I’ve never been a fan of the traditional FIRE movement – mostly because of the ‘retire early’ aspect of FIRE (plus the emphasis on extreme frugality). But the concept of Coast FIRE is something I can get behind.
Coast FIRE is when you have enough saved early in life that you can meet your retirement needs by simply leaving your portfolio alone to compound and grow. No more contributions needed. That means the flexibility to dial back work without the pressure of having to maintain a high savings rate. Work and earn enough to meet your spending needs while your investments do their thing.
This reminds me of the parable of the twins – a tale told by banks and financial advisors about the power of compounding.
One twin starts investing early, setting aside some amount every year from age 25 to 35 and then stops. The second twin doesn’t start until age 35, but then invests the same amount every year until age 65. Assuming an identical rate of return, who ends up with the larger portfolio? The first twin does, by far, thanks to compounding over a long period of time.
That got me thinking. I’ve saved a bunch of money already (by age 41). I left my 9-5 day job to do something I truly love. The nature of my work means I can take on as few or as many assignments and clients as I want. Is Coast FIRE for me?
My RRSP and TFSA are maxed out. My wife’s RRSP is maxed out and by next year she’ll have maxed out her unused TFSA room. We started investing excess business income in our corporate account last year. We expect this account to be worth close to $200,000 by the end of 2021. By then we expect to have a total of $900,000 invested across our various accounts.
On the income side, we pay ourselves dividends from our business. Once my wife has caught up on her unused TFSA room we can scale back the amount we draw from the business. We have a sizeable emergency fund saved in cash to easily cover 10-12 months of spending.
I shared in my recent net worth update that I plan to intentionally work less in the second half of this year. We also have big plans to re-create our cancelled 2020 trips (fingers crossed) in 2022.
So I decided to run some numbers. I wanted to see what our financial plan would look like if we no longer contributed to our corporate investing account, and only contributed the annual amount to each of our TFSAs*, plus the kids’ RESPs**. That’s $17,000 per year saved on the personal side of our budget instead of the $56,000 we saved in each of the last two years (catching up on unused room).
*Hey, I can’t stop filling up our TFSAs.
**Hey, I can’t turn down the 20% matching government grant.
I figured we could reduce our business revenue by 35% – 45% and still meet our business expenses and personal spending needs. Reducing revenue could be as simple as no longer taking freelance writing assignments, and/or limiting the number of new fee-only financial planning clients I take on in a year.
The result is a less hectic, more balanced lifestyle. I can still do what I enjoy doing – writing about personal finance and investing, and helping people with their financial goals and retirement plans. But thanks to our diligent savings and hard work over the past 10 years I can ease my foot off the gas pedal when it comes to earning and saving more money.

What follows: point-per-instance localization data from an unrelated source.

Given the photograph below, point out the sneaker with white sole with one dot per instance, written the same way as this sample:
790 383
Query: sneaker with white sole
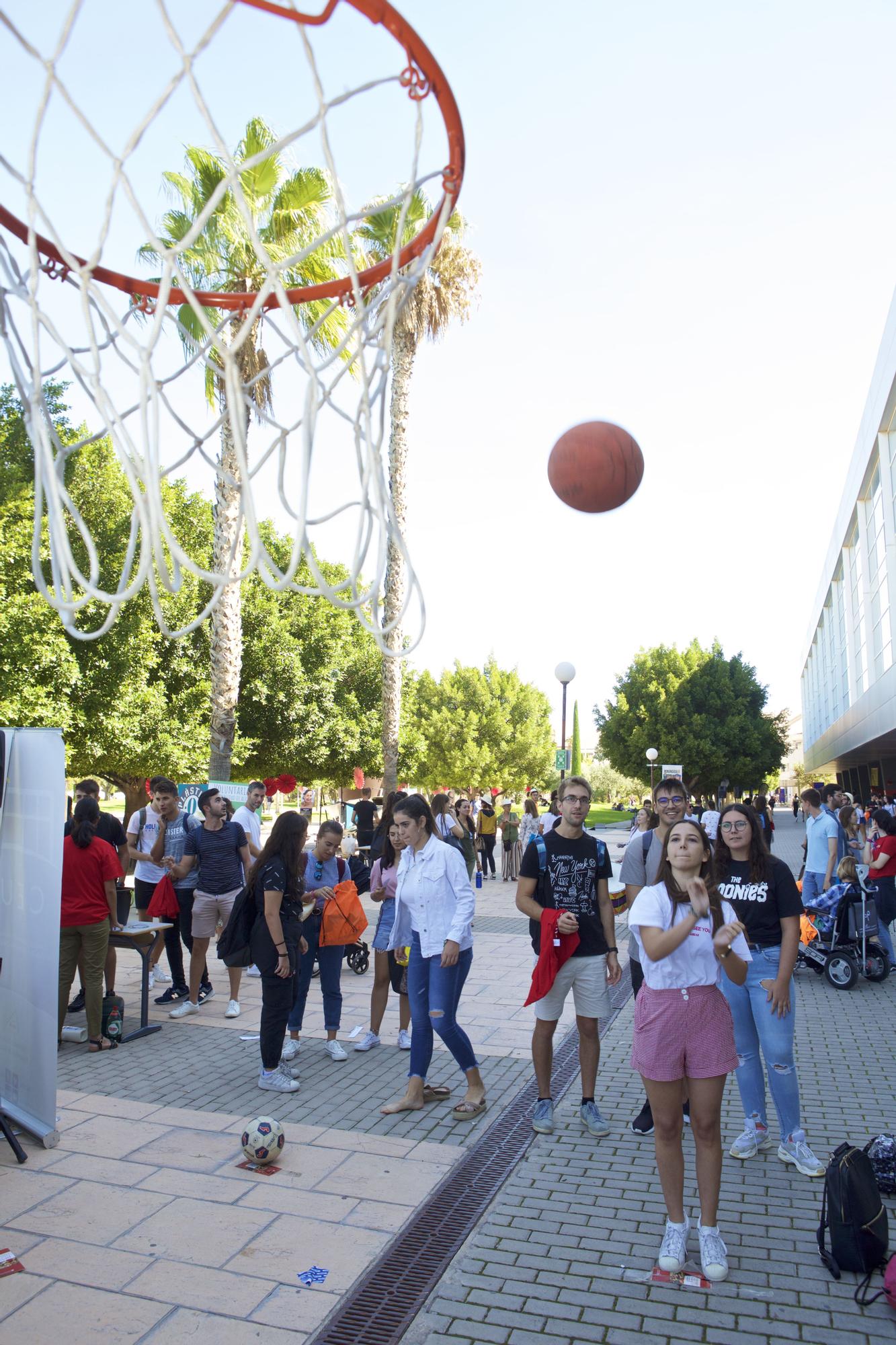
368 1042
751 1141
278 1082
713 1254
589 1113
797 1152
542 1117
673 1252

At the heart of the Coast FIRE movement is the concept of ‘enough’. When John D. Rockefeller was asked how much money is enough, his answer was “just a little bit more.”
I’m pushing back against that idea. I don’t need to earn multi-six figures. I don’t need to build a corporate empire. I don’t need to save half my income for no good reason other than to grow the pile.

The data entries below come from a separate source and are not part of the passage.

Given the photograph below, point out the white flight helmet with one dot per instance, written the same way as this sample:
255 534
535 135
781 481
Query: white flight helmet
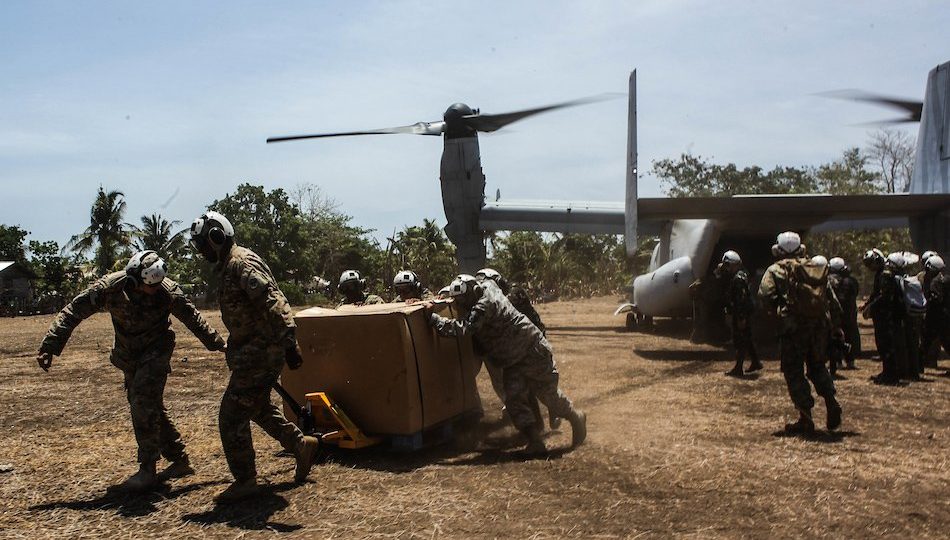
405 278
731 257
488 273
896 260
837 264
934 263
788 242
146 268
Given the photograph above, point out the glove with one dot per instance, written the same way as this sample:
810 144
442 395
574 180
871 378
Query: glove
293 357
45 360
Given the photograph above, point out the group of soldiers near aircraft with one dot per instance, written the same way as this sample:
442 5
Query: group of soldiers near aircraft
261 339
815 303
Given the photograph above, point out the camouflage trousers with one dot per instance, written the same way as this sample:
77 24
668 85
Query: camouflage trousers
534 377
254 370
803 354
742 339
145 379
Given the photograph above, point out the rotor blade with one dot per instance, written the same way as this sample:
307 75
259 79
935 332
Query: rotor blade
419 128
913 109
493 122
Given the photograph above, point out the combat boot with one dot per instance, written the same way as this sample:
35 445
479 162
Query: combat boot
578 420
239 489
143 480
305 454
535 446
833 421
179 468
805 425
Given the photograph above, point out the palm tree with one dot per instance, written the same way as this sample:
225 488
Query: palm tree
106 231
156 234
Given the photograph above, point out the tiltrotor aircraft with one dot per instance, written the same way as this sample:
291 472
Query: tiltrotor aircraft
691 230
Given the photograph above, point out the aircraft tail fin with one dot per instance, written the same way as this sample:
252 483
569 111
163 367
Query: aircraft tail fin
932 162
630 202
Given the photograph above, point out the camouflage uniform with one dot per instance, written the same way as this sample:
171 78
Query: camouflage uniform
740 305
522 302
936 330
368 299
846 291
261 329
516 345
886 309
803 341
143 347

One of the reasons I left the hospitality industry early in my career was because I saw what happened to senior management and executives – they became burnt-out workaholics. That’s not for me.
So we’re going to allow ourselves to slow down. We’re going to let our sizeable and sensible investments ride for the next decade or more, contributing only modestly to our TFSAs along the way. We’re going to travel more (when we can), and enjoy more family and leisure time.
I have no intention of retiring early. I love helping people with their finances, both generally through the blog and also specifically through one-on-one financial planning. I feel like I have a lot more to contribute to the financial health of Canadians.
But the pressure is off now. I’m taking the Coast FIRE path from here on out.